Infra Fixes to DLM for Onnxrt Wheel + Int8 #2468

TedThemistokleous · 2023-11-23T18:18:41Z

Several pieces being reviewed/added to DLM to fix issue we're seeing in CI and run between QA and Dev

TedThemistokleous · 2023-11-23T18:41:50Z

Currently tracking down issues I've found in 6.0 builds through DLM

off the wheel files we're running into the following failure in the Unit tests.
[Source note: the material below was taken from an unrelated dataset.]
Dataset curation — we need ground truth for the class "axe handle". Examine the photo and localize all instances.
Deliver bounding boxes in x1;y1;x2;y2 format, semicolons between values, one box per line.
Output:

These were separated out via: https://github.com/ROCmSoftwarePlatform/DeepLearningModels/pull/1098

Seeing a lot of failures come up with EinSum with MIOpen calls

Currently working on 1 and doing a raw build without wheel to determine if there's something on 6.0 that isn't built in correctly. Seems to effect the int8 quant set of changes as well when running test through DLM.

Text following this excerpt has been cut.